All that contracting and pressure and ouchies, and so out of breath last night that I couldn’t even sleep, and I am still only 1 cm. SO unfair. But my blood pressure was waaaaaayyy up – because today’s appointment and next week’s appointment had been cancelled – NOT by me – and my chart was missing.
Remember when I told you – did I tell you? – that I told H that he had to remember one thing, that I was strep B positive this pregnancy? And he said, “Well, it’s not as if it’s not in your chart. And how am I supposed to remember that?” And I glared at him and said, “*I* will be in labor. Surely you can remember ONE MEASLY LITTLE THING if I ask you to.” (He looked suitably abashed and mumbled, “Yes, but don’t call me Shirley.”) And there I go this morning, with NO CHART.
No wonder my normally lovely low blood pressure was 140 over 100. But they found the chart and resolved the appointment issue – turns out that the fact of a simple phone call – by me - to suss out the situation at my old doctor’s new practice was enough to cause appointments to be cancelled and charts to be moved, even though I had signed no release forms or cancelled any appointments my own damn self. Jesus Crisis.

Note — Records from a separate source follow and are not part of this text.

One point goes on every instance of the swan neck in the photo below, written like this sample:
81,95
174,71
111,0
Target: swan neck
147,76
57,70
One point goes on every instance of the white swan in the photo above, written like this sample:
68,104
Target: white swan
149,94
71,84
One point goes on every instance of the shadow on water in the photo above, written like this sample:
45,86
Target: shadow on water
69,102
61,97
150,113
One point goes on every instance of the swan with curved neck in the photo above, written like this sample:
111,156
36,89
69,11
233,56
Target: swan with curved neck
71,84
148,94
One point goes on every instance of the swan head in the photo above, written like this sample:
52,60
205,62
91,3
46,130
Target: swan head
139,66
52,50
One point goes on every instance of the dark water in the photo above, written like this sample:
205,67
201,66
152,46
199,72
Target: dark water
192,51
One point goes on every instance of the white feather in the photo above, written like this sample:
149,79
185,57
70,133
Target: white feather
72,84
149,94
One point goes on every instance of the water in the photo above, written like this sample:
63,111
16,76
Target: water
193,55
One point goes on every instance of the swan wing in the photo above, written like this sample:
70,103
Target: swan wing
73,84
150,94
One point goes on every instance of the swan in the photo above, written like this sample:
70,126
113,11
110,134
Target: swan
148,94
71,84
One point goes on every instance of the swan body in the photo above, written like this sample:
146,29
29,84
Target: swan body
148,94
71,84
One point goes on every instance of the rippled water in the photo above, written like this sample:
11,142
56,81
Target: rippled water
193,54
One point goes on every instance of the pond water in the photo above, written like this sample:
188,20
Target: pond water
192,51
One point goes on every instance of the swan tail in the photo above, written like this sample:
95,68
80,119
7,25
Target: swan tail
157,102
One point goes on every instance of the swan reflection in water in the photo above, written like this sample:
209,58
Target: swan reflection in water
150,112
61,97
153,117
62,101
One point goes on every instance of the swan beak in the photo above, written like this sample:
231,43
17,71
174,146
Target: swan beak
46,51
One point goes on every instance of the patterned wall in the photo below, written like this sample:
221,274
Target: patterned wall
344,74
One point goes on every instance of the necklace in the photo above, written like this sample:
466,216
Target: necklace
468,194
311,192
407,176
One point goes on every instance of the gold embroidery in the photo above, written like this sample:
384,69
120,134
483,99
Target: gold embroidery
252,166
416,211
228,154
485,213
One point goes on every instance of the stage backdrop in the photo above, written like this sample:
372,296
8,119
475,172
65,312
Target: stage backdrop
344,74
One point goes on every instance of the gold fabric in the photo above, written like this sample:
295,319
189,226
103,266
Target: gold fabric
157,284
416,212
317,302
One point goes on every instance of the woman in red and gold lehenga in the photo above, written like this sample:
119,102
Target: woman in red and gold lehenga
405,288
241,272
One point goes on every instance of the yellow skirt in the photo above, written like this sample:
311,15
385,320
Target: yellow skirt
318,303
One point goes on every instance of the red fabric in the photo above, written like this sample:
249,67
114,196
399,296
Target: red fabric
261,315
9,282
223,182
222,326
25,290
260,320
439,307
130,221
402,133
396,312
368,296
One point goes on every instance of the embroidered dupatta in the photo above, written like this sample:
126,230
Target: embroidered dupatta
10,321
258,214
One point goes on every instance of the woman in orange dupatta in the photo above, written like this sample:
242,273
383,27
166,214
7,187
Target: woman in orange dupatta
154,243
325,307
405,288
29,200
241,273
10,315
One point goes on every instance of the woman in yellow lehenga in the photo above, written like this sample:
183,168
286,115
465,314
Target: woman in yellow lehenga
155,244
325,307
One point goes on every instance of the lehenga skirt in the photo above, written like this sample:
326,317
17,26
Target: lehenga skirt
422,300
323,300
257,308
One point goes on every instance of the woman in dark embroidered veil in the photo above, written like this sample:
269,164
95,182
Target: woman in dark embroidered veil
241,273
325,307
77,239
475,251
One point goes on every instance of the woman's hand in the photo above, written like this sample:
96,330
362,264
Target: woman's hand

When they rechecked my blood pressure before sending me home – no closer to labor than when I’d arrived – it was back to normal. So, I am still contracting, and am still hurting, and can’t breathe, and am very very VERY grumpy, and can’t even think about food, but I am apparently NOT about to have a baby, say, anytime in the next 24 hours. Dammit.
I zipped through
The Wednesday Wars last night, though, so must replace that on my hospital stack. I LOVED it. I want to own it, will definitely reread it, and it prompted me to hunt down a copy of
The Tempest to reread. I don’t know what happened to my pretty little blue clothbound Yale Shakespeare volume, but I dug out one of my volumes of the teeny red leather Works of Shakespeare – the ones that turn my fingers red, like dyed pistachios do - and started in. (I wasn’t about to lug around my Riverside.) So yeah, I am such a dork that I lay in my doctor’s examining room on my left side, waiting for my blood pressure to decrease, and read Shakespeare.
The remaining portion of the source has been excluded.